In the parable for today, a woman loses a “silver coin.” The literal term for this is a “drachma.” I wanted to try and figure how much this was actually worth - but there were no other instances of it being used in the New Testament. One commentator said it was worth a fraction of a penny. Another 18 or 19 cents. Another said you could buy a portion of a sheep and then in another place said you could buy an ox with one. Then I got to thinking about why there was this discrepancy in the price, and I figured it out, supply and demand. The price of a drachma all depended upon the market at the time. So when asked the question, “how much is a dirty drachma worth?”, the answer is, “it depends”.
How Much is a Dirty Drachma Worth?
The drachma in the parable is representative of humans. It’s rather fitting isn’t it? For there’s a wide variety of opinions as to how much we are worth. And there’s a wide variety of opinions as to what our worth is based on. In our world a guy who can shoot a ball through a hoop is considered worth millions of dollars, but a gal who can bring a child up in a proper manner is only worth minimum wage. In the dating world a gal who has pretty eyes is thought of as a better date then I gal who can cook a good meal. This debate goes on in a spiritual way as well. Robert Schuller and other so-called biblical scholars will claim that we are worth great value because we are made in the image of God. But God’s Word says otherwise. It says in Romans 3: 12, All have turned away, they have together become worthless; there is no one who does good, not even one.” We lost the image of God and became worthless. According to God’s Word then, if a drachma represents us as sinners, then I would assume that the drachma is not worth a lot of money in and of itself.

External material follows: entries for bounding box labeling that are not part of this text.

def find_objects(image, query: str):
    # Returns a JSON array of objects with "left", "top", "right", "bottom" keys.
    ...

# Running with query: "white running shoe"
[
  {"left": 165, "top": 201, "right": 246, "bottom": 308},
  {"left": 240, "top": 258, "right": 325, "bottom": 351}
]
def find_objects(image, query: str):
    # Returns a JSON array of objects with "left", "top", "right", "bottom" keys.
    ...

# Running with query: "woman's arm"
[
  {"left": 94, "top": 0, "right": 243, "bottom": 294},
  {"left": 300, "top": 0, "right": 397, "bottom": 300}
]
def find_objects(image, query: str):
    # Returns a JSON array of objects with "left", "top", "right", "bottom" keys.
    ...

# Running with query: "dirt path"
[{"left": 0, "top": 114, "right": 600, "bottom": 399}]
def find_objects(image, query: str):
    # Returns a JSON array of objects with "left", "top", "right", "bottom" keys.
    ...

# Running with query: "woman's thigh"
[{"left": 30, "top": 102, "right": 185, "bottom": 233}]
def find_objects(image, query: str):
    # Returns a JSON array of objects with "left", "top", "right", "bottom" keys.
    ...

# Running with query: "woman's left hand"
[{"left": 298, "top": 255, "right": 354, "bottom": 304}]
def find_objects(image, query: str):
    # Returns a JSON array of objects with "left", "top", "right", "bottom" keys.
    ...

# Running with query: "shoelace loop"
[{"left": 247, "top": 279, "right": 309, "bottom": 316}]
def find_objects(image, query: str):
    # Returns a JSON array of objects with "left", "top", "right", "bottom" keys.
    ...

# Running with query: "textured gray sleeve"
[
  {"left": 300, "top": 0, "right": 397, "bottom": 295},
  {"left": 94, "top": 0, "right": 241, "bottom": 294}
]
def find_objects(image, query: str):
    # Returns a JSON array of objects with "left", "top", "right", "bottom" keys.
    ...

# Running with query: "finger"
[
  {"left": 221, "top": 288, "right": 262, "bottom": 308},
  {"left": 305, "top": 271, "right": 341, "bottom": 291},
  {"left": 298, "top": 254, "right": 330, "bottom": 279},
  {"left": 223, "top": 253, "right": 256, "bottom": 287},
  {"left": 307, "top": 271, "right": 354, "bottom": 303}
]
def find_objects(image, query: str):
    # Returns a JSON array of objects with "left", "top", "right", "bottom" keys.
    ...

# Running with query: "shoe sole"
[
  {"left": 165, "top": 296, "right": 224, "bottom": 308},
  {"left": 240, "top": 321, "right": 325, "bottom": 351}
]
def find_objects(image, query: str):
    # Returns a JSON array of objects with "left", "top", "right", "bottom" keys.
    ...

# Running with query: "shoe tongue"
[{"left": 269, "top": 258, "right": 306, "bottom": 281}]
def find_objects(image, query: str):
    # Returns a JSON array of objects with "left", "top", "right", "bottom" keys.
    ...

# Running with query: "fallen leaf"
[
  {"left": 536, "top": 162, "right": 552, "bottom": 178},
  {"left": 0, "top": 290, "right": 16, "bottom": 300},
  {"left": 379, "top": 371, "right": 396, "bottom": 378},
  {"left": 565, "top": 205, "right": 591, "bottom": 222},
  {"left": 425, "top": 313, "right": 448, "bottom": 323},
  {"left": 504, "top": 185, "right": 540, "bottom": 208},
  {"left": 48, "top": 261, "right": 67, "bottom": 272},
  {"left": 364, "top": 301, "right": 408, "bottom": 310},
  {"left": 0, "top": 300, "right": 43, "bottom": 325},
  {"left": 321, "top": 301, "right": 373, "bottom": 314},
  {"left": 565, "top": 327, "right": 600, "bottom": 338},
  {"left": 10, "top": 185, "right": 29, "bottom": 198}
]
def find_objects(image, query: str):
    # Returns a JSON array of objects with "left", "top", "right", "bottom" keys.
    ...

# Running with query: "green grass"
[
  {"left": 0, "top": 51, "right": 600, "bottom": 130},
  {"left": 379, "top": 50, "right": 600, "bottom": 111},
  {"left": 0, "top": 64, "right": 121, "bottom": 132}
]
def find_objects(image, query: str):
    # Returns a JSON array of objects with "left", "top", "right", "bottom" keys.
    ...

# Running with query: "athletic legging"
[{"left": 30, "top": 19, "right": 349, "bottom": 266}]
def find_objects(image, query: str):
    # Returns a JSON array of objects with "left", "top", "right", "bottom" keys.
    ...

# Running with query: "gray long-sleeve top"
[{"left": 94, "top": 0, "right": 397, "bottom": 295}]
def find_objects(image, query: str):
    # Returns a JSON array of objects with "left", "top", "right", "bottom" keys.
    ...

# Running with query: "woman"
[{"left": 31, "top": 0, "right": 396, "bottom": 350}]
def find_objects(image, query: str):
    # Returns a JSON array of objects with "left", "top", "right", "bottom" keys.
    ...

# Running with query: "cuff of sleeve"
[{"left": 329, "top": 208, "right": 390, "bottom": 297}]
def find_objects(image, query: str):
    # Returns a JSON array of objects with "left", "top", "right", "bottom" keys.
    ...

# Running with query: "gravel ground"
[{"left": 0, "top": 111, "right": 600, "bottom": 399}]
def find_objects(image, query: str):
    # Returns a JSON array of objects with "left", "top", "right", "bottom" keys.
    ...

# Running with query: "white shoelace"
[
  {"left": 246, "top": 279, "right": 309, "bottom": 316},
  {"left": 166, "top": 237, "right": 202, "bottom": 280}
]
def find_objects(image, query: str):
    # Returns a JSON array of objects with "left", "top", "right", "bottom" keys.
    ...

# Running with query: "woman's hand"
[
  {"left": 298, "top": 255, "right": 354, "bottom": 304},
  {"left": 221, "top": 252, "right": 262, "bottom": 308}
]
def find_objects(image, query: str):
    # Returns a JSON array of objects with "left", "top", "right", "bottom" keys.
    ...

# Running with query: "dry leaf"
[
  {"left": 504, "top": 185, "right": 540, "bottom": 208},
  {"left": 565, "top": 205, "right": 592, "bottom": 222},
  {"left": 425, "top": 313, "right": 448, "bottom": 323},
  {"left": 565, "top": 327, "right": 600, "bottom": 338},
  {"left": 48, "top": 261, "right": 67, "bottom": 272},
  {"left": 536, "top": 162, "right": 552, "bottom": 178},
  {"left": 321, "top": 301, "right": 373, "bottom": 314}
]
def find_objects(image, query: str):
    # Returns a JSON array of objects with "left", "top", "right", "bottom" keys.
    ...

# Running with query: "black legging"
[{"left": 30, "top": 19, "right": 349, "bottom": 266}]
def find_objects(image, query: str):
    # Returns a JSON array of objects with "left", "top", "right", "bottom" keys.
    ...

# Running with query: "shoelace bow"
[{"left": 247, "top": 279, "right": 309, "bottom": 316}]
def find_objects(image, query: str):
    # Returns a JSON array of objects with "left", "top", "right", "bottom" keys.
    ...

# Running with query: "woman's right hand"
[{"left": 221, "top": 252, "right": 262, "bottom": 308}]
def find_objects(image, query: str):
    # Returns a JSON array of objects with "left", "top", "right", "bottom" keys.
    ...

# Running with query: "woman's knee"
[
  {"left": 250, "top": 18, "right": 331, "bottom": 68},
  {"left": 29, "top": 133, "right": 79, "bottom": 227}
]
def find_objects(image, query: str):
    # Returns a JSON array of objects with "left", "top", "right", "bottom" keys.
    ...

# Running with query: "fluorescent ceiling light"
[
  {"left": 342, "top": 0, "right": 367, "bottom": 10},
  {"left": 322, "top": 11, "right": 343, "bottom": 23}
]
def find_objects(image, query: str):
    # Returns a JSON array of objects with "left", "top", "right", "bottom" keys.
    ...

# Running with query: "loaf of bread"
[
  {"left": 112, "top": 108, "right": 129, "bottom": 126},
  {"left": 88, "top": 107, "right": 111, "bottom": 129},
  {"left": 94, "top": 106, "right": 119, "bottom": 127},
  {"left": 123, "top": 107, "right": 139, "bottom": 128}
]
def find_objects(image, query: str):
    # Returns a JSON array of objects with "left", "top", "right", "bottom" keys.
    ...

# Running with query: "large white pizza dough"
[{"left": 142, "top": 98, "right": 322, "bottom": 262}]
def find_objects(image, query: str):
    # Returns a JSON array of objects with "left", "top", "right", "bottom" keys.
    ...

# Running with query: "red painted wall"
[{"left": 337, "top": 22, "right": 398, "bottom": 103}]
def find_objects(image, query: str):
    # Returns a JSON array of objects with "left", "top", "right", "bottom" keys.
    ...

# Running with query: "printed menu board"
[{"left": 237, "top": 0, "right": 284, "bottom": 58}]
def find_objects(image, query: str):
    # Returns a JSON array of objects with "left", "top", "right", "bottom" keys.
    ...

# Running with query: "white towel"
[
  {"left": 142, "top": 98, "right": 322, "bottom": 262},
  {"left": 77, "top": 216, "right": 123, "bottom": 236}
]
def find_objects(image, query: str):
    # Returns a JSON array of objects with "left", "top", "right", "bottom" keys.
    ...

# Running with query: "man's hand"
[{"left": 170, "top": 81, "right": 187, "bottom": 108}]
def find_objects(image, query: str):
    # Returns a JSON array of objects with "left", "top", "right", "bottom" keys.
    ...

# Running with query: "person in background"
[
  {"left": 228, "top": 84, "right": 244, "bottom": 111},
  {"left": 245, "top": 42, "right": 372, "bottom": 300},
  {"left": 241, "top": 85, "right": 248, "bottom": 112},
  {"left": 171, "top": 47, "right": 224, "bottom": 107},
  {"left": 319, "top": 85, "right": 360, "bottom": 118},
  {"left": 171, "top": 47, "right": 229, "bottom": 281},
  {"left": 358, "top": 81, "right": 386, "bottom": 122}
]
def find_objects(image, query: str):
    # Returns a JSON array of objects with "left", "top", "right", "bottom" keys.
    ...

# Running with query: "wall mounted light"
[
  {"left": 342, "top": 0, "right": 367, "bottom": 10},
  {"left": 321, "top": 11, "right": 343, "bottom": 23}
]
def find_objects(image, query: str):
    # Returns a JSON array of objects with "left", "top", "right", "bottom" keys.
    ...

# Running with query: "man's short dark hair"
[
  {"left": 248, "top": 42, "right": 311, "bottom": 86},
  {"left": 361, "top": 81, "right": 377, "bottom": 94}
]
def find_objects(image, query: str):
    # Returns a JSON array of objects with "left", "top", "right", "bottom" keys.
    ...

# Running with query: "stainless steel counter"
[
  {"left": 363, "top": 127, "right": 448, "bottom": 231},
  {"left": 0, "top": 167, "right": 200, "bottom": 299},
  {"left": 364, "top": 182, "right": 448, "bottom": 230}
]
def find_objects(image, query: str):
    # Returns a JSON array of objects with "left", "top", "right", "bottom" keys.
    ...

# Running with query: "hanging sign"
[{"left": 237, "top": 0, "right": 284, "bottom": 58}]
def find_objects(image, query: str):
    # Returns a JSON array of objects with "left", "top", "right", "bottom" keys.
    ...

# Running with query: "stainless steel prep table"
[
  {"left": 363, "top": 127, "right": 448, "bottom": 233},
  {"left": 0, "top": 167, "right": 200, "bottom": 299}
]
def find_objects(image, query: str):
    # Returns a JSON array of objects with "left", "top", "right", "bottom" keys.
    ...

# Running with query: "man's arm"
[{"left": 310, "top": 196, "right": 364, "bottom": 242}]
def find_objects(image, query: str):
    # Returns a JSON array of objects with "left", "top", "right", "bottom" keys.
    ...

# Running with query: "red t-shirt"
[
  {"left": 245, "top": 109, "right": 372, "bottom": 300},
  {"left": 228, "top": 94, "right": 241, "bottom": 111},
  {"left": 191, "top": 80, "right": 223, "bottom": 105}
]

However, this drachma seems to represent more than just your run-of-the-mill sinful human. If you look at the context, the Pharisees and teachers of the law were complaining that Jesus was eating with “sinners”. Who were these “sinners”? If you look at the parables, they would appear to be Jews who had seemingly fallen from the faith. This is a very feasible explanation. For God warns in His Word that you can fall from faith. Paul said Galatians 5:4, that You who are trying to be justified by law have been alienated from Christ; you have fallen away from grace. Even though Jesus promised that no one can snatch his children out of his hand in John 10, he didn’t say that we couldn’t fall out of his hand. For example, there was a terrorist who had taken refuge in Palestine for years. The United States couldn’t get him by going into Palestine, so instead, they lured him out of the country. Once he left the country they were able to arrest him. That seems to be what happened here. This drachma was worse than a run of the mill sinner - it was a runaway unbeliever fallen from the faith.
Now the woman has a choice. Either she can just leave the drachma behind, or she can go and look for it. It all depends on what her attitude is toward the dirty drachma, “how much is it worth to her?” Several years ago was cleaning out our basement, when I accidentally dropped a box that had an old ceramic Christmas tree in it - you know, and one of those ones that has a light inside of it which then shines through the multicolored bulbs on the tree? I didn’t know how much damage was done to the tree, and I just put it back on the shelf. About seven months later, I found out, the hard way. After my wife unwrapped the tree to display it at Christmas time, she found a big crack right down the middle of the tree. Whereas I thought to myself, “no big deal, it’s just an old tree.” She told me, “this is a family heirloom, it’s been in our family for years.” Even though the tree was worthless to me, it meant a lot to her.